O poema “Ode Triunfal” exemplifica claramente esta fase poética do heterónimo Álvaro de campos. O título sugere logo qualquer coisa de grandioso, não só no conteúdo como na forma. A irregularidade métrica e estrófica, típicas da poesia modernista, afastam logo o poema da lírica tradicional portuguesa. Este ritmo irregular traduz a irreverência e o nervosismo do próprio poeta. A nível estilístico, sobressaem inúmeras metáforas, comparações, imagens, apóstrofes, anáforas (entre outras), a fim de realçar o sensacionismo de Campos. Há que destacar que nem tudo é entusiasmo nesta ode. Assim, logo no início, o poeta escreve “Á dolorosa luz das grandes lâmpadas elétricas da fábrica” e tem “febre”. Ao longo do texto há um desfilar irónico dos escândalos da época: a desumanização, a hipocrisia, a corrupção, a miséria, a pilhagem, os falhanços da técnica (desastres, naufrágios), a prostituição de menores, entre outros. O poeta tanto manifesta o desejo de humanizar as máquinas, através de apóstrofes (“Ó rodas, ó engrenagens, ó máquinas!…), como também de se materializar ao identificar-se com as máquinas (Ah! Poder eu exprimir-me como um motor se exprime! Ser completo como uma máquina!”).
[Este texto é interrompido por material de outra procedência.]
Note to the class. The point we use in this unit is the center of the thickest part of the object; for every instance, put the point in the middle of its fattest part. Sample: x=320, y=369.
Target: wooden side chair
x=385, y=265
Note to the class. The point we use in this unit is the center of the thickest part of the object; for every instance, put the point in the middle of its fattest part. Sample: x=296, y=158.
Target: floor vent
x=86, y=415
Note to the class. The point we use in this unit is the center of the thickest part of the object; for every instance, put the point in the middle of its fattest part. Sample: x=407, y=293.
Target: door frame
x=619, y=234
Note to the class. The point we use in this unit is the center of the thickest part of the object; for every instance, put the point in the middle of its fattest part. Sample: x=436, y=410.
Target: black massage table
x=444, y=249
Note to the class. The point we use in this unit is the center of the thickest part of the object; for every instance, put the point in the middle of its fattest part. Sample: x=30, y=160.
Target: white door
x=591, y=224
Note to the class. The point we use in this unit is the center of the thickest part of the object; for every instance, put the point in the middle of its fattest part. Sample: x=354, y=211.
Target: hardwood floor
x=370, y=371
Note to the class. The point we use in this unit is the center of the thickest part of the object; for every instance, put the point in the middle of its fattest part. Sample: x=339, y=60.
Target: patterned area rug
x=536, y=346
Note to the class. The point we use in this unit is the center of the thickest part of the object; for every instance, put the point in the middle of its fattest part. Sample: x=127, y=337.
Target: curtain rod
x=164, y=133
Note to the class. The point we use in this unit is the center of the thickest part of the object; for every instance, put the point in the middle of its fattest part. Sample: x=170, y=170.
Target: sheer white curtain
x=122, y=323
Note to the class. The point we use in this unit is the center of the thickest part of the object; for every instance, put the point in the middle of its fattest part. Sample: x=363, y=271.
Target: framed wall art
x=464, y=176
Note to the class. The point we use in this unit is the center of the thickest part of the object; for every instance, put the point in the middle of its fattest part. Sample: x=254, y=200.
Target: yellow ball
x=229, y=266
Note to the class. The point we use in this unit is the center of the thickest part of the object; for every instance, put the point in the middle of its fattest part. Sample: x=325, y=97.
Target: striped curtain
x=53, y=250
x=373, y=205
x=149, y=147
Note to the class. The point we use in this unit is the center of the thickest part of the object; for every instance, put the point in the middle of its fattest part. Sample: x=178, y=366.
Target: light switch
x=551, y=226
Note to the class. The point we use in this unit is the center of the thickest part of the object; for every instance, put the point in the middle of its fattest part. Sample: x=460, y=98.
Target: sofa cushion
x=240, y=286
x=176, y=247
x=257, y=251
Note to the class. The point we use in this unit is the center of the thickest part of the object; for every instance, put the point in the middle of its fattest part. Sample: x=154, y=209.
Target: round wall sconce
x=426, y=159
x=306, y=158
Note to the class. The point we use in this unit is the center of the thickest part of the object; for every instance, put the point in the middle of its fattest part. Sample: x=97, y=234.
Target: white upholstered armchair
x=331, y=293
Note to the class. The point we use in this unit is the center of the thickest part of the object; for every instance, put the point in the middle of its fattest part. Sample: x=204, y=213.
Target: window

O mais surpreendente no poema é que, depois de o poeta ironizar os ridículos da sociedade moderna, ele identifica-se com eles ao exprimir (Ah, como eu desejava ser o souteneur disto tudo!”).
3ª fase: intimista
Esta fase caracteriza-se por uma incapacidade de realização, trazendo de volta o abatimento. O poeta vive rodeado pelo sono e pelo cansaço, revelando desilusão, revolta, inadaptação, devido à incapacidade das realizações. Após um período áureo de exaltação heroica da máquina, Álvaro de Campos é possuído pelo desânimo e frustração. Parece apresentar pontos comuns com a 1ª fase – a decadentista – , contudo, há que sublinhar que a intimista traduz a reflexão interior e angustiada de quem apenas sente o vazio depois da caminhada heroica.
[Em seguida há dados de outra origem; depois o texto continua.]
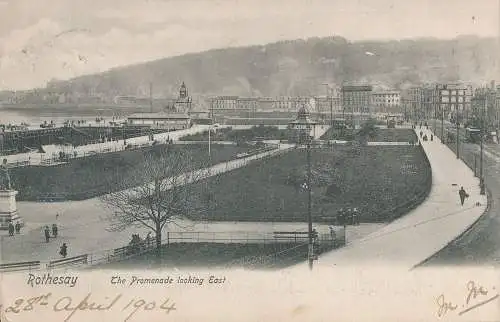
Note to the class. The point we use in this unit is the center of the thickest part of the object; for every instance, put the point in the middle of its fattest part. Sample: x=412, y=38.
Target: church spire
x=183, y=91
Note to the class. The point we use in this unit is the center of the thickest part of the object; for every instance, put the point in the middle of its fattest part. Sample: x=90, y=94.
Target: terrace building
x=454, y=101
x=386, y=101
x=356, y=100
Segundo Jacinto Prado Coelho, este Campos decaído, cosmopolita, melancólico, devaneador, irmão do Pessoa ortónimo no ceticismo, na dor de pensar e nas saudades da infância ou de qualquer coisa irreal, é o único heterónimo que comparticipa da vida extraliterária de Fernando Pessoa, afirmando o próprio “eu e o meu companheiro de psiquismo Álvaro de Campos”.
Em “Lisbon revisited” (1923), o poeta debate-se com a inexorabilidade da morte, desejando até morrer (“Não me venham com conclusões! / A única conclusão é morrer.”). Todo o poema é disfórico, daí a acumulação de construções negativas. Recusa a estética, a moral, a metafísica, as ciências, as artes, a civilização moderna, apelando ao direito à solidão, apontando a infância como símbolo da felicidade perdida (“Ó céu azul – o mesmo da minha infância – / Eterna verdade vazia e perfeita!”).
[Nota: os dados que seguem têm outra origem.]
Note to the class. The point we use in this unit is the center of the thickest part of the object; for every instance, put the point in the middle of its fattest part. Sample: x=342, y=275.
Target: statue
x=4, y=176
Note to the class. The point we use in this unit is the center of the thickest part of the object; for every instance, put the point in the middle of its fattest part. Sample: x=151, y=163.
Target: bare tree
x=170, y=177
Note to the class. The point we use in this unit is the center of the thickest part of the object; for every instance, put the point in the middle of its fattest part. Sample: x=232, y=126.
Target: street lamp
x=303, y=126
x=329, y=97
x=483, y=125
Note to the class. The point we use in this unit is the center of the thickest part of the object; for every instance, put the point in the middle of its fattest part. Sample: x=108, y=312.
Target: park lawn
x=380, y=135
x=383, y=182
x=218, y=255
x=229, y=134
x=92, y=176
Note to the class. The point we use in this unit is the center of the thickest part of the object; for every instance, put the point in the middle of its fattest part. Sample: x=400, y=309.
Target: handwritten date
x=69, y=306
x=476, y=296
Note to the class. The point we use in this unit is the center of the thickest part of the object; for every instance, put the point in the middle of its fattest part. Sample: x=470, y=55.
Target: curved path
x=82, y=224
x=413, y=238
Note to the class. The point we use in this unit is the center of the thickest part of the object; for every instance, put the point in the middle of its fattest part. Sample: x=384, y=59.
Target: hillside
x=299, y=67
Nesta fase, Campos sente-se vazio, um marginal, um incompreendido (“O que há em mim é sobretudo cansaço –”; “Três tipos de idealistas, e eu nenhum deles: / porque amo infinitamente o finito, / Porque eu desejo impossivelmente o possível”). A construção antitética destes versos é, sem dúvida, o espelho do interior do poeta.

 “Campos é pessoa mais nu deixando correr à solta a torrente de angústia que o sufoca, fazendo o processo da sua abulia, outorgando-lhe uma dimensão de fábula, dilacerando-se com um patetismo e uma raiva dementes, em suma, elevando ao sentimento da sua existência ( e da existência em geral) como absurdo radical, a única epopeia que a poesia moderna pode conceber, uma epopeia do negativo e da negação.”